The genius of Albert Einstein—from the theory of relativity to his work unraveling profound mysteries of the universe—is well-known.
However, many people know little about the man behind the genius.
For more than 30 years, actor Ed Metzger has depicted the eccentric Einstein. He creates a stirring portrait of the 20th-century intellectual who was known, on occasion, to ask directions to his own home.
From the white hair to sneakers without socks, Metzger's personification of Einstein reveals a troubled father, a comedian, a philosopher and a pacifist.
"I try to present Einstein as he was politically, socially and philosophically," said Metzger. "What was his sex life like? Was he a good father? What were his political views?"
Metzger and his wife, Laya Gelff-Metzger, spent two years researching and writing a script for what became Albert Einstein: The Practical Bohemian before it premiered in Los Angeles in 1978.
Metzger said the process shed new light on a man who had a profound sense of humor, yet was deeply concerned about the world in which he found himself.
"The one thing about Einstein that no one realizes is that he considered himself to be a Jewish comedian," said Metzger. "Einstein's son Hans Albert would tell a story about how his father had a book called The 100 Best Jewish Jokes."
Hans Albert recalled how his father would memorize a joke from the book and tell it when people came to his home, said Metzger.
"The trouble was, he would forget the punch line before he finished the joke, but everyone would laugh anyways, because, after all, it was Albert Einstein," he said.
An unfaithful husband and absentee father, Einstein's family came in a distant second to his life's research.
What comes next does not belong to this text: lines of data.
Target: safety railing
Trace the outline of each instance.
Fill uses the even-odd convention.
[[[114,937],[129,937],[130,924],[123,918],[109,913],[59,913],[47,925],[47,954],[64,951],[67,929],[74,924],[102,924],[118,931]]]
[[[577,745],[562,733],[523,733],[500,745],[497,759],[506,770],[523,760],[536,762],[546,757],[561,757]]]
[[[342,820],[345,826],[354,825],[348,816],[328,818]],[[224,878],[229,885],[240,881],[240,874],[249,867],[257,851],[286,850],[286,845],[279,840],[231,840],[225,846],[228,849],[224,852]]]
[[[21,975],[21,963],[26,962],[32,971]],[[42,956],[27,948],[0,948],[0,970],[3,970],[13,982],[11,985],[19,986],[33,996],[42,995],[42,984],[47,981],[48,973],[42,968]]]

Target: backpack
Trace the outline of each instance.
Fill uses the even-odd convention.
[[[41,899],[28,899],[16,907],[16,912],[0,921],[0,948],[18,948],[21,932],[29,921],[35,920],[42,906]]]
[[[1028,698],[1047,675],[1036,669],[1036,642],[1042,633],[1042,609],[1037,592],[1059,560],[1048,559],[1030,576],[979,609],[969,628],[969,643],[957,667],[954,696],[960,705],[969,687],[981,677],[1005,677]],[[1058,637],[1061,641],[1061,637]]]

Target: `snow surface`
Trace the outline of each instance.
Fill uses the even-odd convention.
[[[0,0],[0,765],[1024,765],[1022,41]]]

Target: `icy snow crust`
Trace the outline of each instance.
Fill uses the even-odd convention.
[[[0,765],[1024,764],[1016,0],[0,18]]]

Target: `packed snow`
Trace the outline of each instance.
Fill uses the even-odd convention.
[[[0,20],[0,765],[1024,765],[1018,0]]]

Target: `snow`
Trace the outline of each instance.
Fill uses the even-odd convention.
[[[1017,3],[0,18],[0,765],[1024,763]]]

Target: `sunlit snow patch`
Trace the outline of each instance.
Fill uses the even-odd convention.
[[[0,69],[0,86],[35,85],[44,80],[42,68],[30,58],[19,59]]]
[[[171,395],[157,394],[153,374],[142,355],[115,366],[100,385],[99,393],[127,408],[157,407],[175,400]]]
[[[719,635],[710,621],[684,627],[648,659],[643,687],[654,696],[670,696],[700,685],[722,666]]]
"Einstein was more concerned with the orbit of Mercury than whether or not his baby son had a bottle," said Metzger. "He was constantly chasing after women while married to his first wife and had little time for his sons."
Perhaps the most challenging and unique aspect of Metzger's role in Albert Einstein: The Practical Bohemian is the absence of other actors. Metzger is the sole performer.
"The audience allows me the prerogative to see the other person I am talking to," said Metzger, "I would tell you about Einstein's son as if he was as real as possible, sitting next to me on the park bench."
After a New York showing in 1979, Metzger was both surprised and deeply honored to receive an endorsement from the Einstein family for his performance. "They decided to come see the show, and afterward, they had a little party for me," said Metzger.
Metzger said he is the only actor who has received an endorsement from the Einstein family.
His award-winning portrayal has landed him roles in movies alongside some of Hollywood's biggest names. Metzger brought the renowned professor to life in Watchmen and Joe's Rotten World. He also acted in the classic Dog Day Afternoon and recently played President Theodore Roosevelt in The Curious Case of Benjamin Button.
Metzger and his wife, Laya, who directs and produces, are constantly shaping the show to be current.
In the last two years, it was found out that Einstein had an illegitimate baby who died. "He was devastated by it," said Metzger. "This is the kind of new material that gives audiences a better understanding of Einstein's character."
Metzger said he enjoys portraying Einstein because he has always felt a personal connection to the man.
"I turn on the news and see how we are trying to keep countries like Iran and North Korea from developing a nuclear bomb, and I say to myself, 'It is amazing it all started with Einstein,'" said Metzger.
Einstein never thought a human mind would use his revolutionary discoveries for destruction. When Einstein found out that Hitler's Germany had the ability to split the atom, he realized his mistake, said Metzger.
"Einstein came to realize there are men in this world who we must use naked force against to save the future of humanity," he said.
Metzger said if Einstein were alive today, he would be surprised that humans are still thriving here on Earth.
"In 1955, Einstein said that with the way things are going between the U.S. and Russia, 'I don't know how World War III will be fought, but I know World War IV will be fought with sticks and stones,'" Metzger said.